Town Talks: A Look At Solar Energy & Greenhouse Effect

Come learn how the laws of physics are governing climate change and our attempts at green energy  this coming TuesdayJuly 21, 6:00 p.m., Telluride Mountain Village Conference Center. Talk hosted by the Telluride Science Research Center. Admission is free. Cash bar starts at 5:30 p.m.

Joseph Subotnik, Associate Professor of Chemistry at University of Pennsylvania.

Joseph Subotnik, Associate Professor of Chemistry at University of Pennsylvania.

When we think of energy and technology—whether it’s playing solitaire on the computer or harvesting energy through solar panels—we seldom consider what makes things truly work on the subatomic scale.

Joseph Subotnik, Associate Professor of Chemistry at University of Pennsylvania, studies exactly these questions: how atoms move and interact with each other to develop energy processes.

“What we’re interested in,” Subotnik explained, “are the fundamental limitations that we go up against when we’re trying to use solar energy and also at the same time what are the fundamental processes that underlie the greenhouse effect. All of these things can be tied to the second law of thermodynamics.”

As host of Telluride Science Research Center’s Town Talk this week, Subotnik will discuss solar energy and the greenhouse effect at 6:00 p.m. on Tuesday, July 21. Admission is free; cash bar starts at 5:30 p.m.

When using solar energy, there are inherent limitations, the principal one being the second law of thermodynamics, which basically means it’s impossible to use 100 percent of the energy harvested from the sun.
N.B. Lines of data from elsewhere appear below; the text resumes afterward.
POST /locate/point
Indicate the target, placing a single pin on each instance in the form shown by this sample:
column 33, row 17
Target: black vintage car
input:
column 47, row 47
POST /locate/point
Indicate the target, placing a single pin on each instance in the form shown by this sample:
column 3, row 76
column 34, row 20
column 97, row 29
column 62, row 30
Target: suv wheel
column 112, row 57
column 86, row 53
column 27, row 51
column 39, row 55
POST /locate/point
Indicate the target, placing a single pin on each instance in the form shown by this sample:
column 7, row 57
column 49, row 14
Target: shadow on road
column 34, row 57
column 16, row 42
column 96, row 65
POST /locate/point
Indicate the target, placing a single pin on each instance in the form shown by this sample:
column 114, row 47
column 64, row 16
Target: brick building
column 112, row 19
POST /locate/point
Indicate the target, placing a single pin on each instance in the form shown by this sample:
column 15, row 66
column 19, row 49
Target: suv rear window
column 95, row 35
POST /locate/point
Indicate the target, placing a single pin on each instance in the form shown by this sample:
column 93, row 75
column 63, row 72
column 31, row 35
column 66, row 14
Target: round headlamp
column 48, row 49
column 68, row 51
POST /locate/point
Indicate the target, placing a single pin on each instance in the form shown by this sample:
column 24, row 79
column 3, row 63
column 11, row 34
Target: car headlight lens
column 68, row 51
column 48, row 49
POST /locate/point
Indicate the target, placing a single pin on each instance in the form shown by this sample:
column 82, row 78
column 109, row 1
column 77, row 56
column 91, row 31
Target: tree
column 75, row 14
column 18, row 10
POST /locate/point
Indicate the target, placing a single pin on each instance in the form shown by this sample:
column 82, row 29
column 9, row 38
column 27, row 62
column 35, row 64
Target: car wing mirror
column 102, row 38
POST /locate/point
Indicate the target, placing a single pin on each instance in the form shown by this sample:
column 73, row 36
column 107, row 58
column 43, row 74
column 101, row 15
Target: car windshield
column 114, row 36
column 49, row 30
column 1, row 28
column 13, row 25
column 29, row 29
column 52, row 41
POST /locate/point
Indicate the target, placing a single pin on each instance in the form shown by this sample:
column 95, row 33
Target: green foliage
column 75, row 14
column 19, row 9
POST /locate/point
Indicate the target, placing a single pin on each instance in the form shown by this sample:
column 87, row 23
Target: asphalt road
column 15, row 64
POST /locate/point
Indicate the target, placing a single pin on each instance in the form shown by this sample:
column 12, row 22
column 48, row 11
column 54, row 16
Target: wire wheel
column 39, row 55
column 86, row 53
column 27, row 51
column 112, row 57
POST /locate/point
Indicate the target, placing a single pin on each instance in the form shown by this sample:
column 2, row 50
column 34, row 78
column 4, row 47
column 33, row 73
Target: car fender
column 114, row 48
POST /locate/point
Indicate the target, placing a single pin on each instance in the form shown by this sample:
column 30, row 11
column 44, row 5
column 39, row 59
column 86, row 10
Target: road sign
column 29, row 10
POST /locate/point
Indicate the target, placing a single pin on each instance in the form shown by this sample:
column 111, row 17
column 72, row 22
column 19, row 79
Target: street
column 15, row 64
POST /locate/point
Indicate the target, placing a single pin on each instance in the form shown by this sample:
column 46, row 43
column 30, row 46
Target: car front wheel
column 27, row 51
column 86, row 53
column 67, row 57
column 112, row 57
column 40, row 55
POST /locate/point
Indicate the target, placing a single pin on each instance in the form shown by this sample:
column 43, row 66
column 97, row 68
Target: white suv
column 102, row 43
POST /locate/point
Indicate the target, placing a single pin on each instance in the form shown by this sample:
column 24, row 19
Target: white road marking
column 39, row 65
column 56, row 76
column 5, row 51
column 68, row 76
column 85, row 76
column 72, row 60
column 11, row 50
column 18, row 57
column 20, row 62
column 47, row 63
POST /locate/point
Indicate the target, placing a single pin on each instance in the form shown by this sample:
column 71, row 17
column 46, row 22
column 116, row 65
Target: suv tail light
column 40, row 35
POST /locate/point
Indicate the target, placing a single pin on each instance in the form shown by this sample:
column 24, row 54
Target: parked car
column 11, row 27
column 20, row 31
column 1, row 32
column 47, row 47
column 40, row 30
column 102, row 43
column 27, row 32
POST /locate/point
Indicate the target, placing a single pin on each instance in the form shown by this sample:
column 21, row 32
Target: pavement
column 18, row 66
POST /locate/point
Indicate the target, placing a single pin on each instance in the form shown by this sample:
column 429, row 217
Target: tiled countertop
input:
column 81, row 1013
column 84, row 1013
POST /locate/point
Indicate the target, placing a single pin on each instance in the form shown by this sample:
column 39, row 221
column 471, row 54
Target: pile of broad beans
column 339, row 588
There will always be some energy lost in converting solar power to electricity.

“Any energy transfer involves electrons, which are the outer part of an atom. When a photon, or light, hits an atom, it gives it energy, exciting the electron. This process causes the electrons to shoot off. To gather the energy, these excited electrons must be collected. That is fundamentally how solar energy is gathered.

“If you take photons from sunlight and all the ways you can move them and then you excite molecules and electrons to such a degree, the energy can be lost unless you know exactly how to direct it and how to move your electrons precisely in every which way,” Subotnik added.

Because these electrons travel at very high speeds, they lose energy as they hit different objects along their journey. This means that ultimately much less energy will be collected.

“The greenhouse effect can be thought of in the exact same way,” Subotnik said. “Except with solar energy, you don’t want to lose any energy, and for the greenhouse effect, you want to lose all of it.”

Subotnik is studying exactly how these electrons travel, become energized, and lose energy to better understand what goes on in a solar panel and how the earth is warming up from the atmosphere and sun.

“There will always be a limitation with what you can achieve here because of the second law of thermodynamics. So no matter what you try, you’re always at a loss,” concluded Subotnik.